Home Cosmetic Science Talk Formulating General Acne products in the US

  • Acne products in the US

    Posted by colthechemist on September 29, 2015 at 11:26 pm

    Hi All,

    So I appreciate that there is an FDA monograph for OTC acne products and to put claims on your label that your skin cream is for acne you must comply with the monograph in formulation, label and manufacturing requirements.  Guidance around cosmetics appears to be not so well defined.

    However, there are a lot of natural products (not in the monograph) out there that claim to have activity against acne…honey, tea tree oil etc etc.  These would apparently require an NDA to be legally marketed for acne in the US but nevertheless some products may be available be they legal or not.

    Can anyone comment on whether there are any cosmetic descriptions of acne you can claim that allow a product to remain a cosmetic in the US?

    OldPerry replied 8 years, 7 months ago 4 Members · 4 Replies
  • 4 Replies
  • Bobzchemist

    Member
    September 30, 2015 at 2:15 pm
    Honestly…I’d consult with a lawyer to be sure.
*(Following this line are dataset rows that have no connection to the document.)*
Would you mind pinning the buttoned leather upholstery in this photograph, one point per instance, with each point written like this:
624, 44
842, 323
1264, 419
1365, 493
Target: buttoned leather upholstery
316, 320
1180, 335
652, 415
But a lawyer’s job is to make sure that you’re completely safe, while you want to get much closer to the edge, so that might not be very helpful. The FDA has some good material to read about this.

    The big dividing line as far as I can tell is “appearance”. Anything that affects your appearance is ok, therefore “diminishes the appearance of wrinkles” is ok, but “tightens skin to remove wrinkles” is not, because it implies that you are changing the skin, which a cosmetic is not allowed to claim to do. Claiming “diminishes the appearance of blemishes/acne” might still be a problem, though, if you don’t have make-up type ingredients, since the FDA could decide that you are making a drug claim (changing the skin to reduce redness, for example)

    To be completely safe, the only thing I’d claim is “contains honey, tea tree oil, etc.”, and maybe say ‘for use on adolescent skin”. Or, I’d make a product with blurring microspheres, so that I could point to that ingredient and say that it’s the source of all of my “changing appearance” claims, while also adding “contains honey, tea tree oil, etc.”

    At one time, the industry was ok with: “Contains Honey. Honey has been used by Native Americans for centuries to combat Acne”, but I think most brands have abandoned that strategy as being too risky.
  • MarkBroussard

    Member
    September 30, 2015 at 11:39 pm

    You might try “blemish” or “blemish-prone”, but you’re skirting on the edge there.  You cannot use the word acne anywhere on your labelling or advertising, obviously.  In the US, it can also be found that your product is both a cosmetic AND a drug.

    There is a really good reason why a new acne active has not been approved by the FDA in some 30 to 40 years.
  • colthechemist

    Member
    October 1, 2015 at 9:09 pm

    Thanks Bob and Mark,

    Those are helpful comments and I appreciate the benefit of your experience!

    Perhaps one day honey will make it into the monograph but I guess someone will have to petition the FDA and assemble the body of evidence to support it.

  • OldPerry

    Member
    October 1, 2015 at 9:33 pm

    I’m not so confident it will make it on to the monograph.  If it worked demonstrably better than the current drugs (and it has undoubtedly been tested) I’m sure a big company would include it in a standard formula without making claims on it.  But I could be mistaken about my predictions in the future.  I often am.